Jake's never slept well--we get a very occasional five or six straight hours, but most of the time he's up several times in the night, sometimes for hours, and we tag-team if it gets too bad (I recognize that's not an option for a single parent).

We put a small fridge on the nightstand, so if he's only waking to drink, we can help without really rousing ourselves much. We keep a musical keyboard in the bedroom (for some reason, Jake grooves to keyboards--not sure how our neighbors feel about that, though). Warm baths are sometimes a help. Jake also likes vibration--we find that diffusing the vibration of a small toy through a pillow or couch cushion really calms him nicely. He also calms to spinning, and when all else fails, we put him in a swivel recliner and "spin him out." When he was younger, we also did post-bath massages with a little warm oil, hoping to calm his muscles out.

We've never tried any meds, really--he has enough health issues that we'd be reluctant to mess with too much there. But we're pretty vigilant about stuff like constipation that can add to overall discomfort.

I just don't know if Jake's set up for the usual rhythms of sleeping and waking. It's possible he's sleeping as much as he needs to, and we've just got to work around that. Doesn't make the cumulative sleeplessness any easier on a parent, though, eh? You're not alone, anyway!

Jane said...

Have you ever tried the brushing that OT's do for sensory integration? There is a soft plastic brush and a certain technique you learn from an OT. Parker loved it and along with joint compression it really made a difference in his sleep. That along with letting him sleep on the floor of our room but doesn't seem to be an issue with Ashley. http://www.slc.sevier.org/sibrush.htm

Ashley's Mom said...

You guys are great! I really appreciate all the suggestions.

Mommy~dearest, Sarah and Marla, I have used a weighted vest with Ashley in the past, during the time we were working on feeding issues with her. It helped a lot then, so I will give the weighted blanket a try for bedtime.

Sarah, the book you mentioned sounds great.

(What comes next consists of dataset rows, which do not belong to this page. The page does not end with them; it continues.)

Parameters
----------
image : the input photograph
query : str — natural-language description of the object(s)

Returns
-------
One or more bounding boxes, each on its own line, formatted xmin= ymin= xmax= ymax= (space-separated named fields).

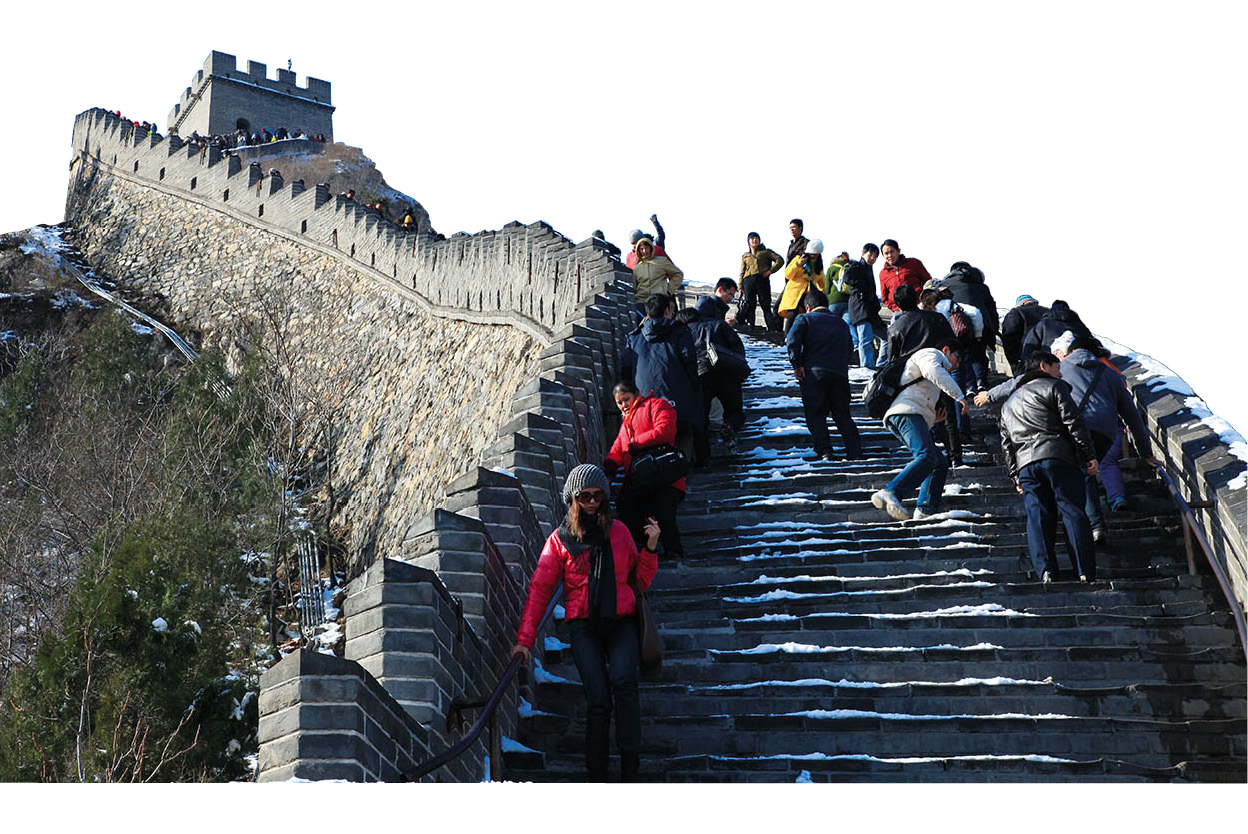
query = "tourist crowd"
xmin=514 ymin=216 xmax=1156 ymax=782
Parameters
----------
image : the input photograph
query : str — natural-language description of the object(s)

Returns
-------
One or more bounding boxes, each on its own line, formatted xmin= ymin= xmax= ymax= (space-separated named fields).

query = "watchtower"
xmin=168 ymin=50 xmax=333 ymax=141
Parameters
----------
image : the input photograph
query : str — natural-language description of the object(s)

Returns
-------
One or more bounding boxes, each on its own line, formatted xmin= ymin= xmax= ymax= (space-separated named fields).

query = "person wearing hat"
xmin=1001 ymin=293 xmax=1048 ymax=376
xmin=624 ymin=215 xmax=668 ymax=270
xmin=633 ymin=235 xmax=685 ymax=312
xmin=603 ymin=380 xmax=700 ymax=558
xmin=738 ymin=232 xmax=784 ymax=330
xmin=880 ymin=238 xmax=932 ymax=312
xmin=779 ymin=240 xmax=827 ymax=333
xmin=512 ymin=463 xmax=660 ymax=782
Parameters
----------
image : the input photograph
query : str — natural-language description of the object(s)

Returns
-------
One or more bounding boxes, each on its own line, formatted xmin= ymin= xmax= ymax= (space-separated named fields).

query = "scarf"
xmin=559 ymin=522 xmax=615 ymax=619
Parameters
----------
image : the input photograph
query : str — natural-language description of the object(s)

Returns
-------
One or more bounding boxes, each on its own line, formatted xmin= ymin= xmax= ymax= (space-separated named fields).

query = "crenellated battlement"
xmin=66 ymin=109 xmax=615 ymax=343
xmin=167 ymin=50 xmax=333 ymax=136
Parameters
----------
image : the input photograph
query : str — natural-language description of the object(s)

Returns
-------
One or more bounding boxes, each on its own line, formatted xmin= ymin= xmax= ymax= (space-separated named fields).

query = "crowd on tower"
xmin=504 ymin=215 xmax=1156 ymax=782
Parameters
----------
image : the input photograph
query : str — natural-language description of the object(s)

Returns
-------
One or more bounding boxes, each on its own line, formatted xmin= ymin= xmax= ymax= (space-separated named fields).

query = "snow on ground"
xmin=706 ymin=642 xmax=1005 ymax=654
xmin=689 ymin=677 xmax=1053 ymax=692
xmin=745 ymin=568 xmax=991 ymax=586
xmin=1098 ymin=336 xmax=1248 ymax=489
xmin=733 ymin=601 xmax=1038 ymax=623
xmin=724 ymin=581 xmax=995 ymax=604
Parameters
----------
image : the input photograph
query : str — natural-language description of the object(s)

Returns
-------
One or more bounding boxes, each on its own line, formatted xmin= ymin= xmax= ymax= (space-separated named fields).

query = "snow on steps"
xmin=505 ymin=329 xmax=1246 ymax=782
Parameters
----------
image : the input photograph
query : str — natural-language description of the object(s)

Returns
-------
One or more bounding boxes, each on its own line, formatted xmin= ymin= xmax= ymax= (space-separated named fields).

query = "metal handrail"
xmin=403 ymin=584 xmax=563 ymax=782
xmin=1157 ymin=463 xmax=1248 ymax=659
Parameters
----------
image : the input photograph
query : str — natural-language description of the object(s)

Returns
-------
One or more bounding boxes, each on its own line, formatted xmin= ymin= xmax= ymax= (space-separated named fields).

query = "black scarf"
xmin=559 ymin=522 xmax=615 ymax=619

I am going to check my library today and see if they have a copy.

Esbee, the bed vibrator seems brilliant! I would love for it to take the place of the vibrating toothbrushes. Come payday, I am going to order one and give it a try. Thanks for the link!

Marla and Penny, I think I am close to being where you are - just accepting that Ashley's sleep patterns are set and I will need to adjust. Nursing respite, like Terena suggested, would be wonderful, but unfortunately, that is not covered under Ashley's insurance and private pay is not an option at the moment.

And Jane, the brushing helped with the feeding issues also. I think I will give it a try again along with the weighted blanket to see if addressing the sleep problems in a sensory way will help.

Thanks again, guys, for all the great suggestions. This is way I love blogging so much!


terena said...

Yep, that's one of the reasons I blog too. And I could SO USE SOME ADVICE right now!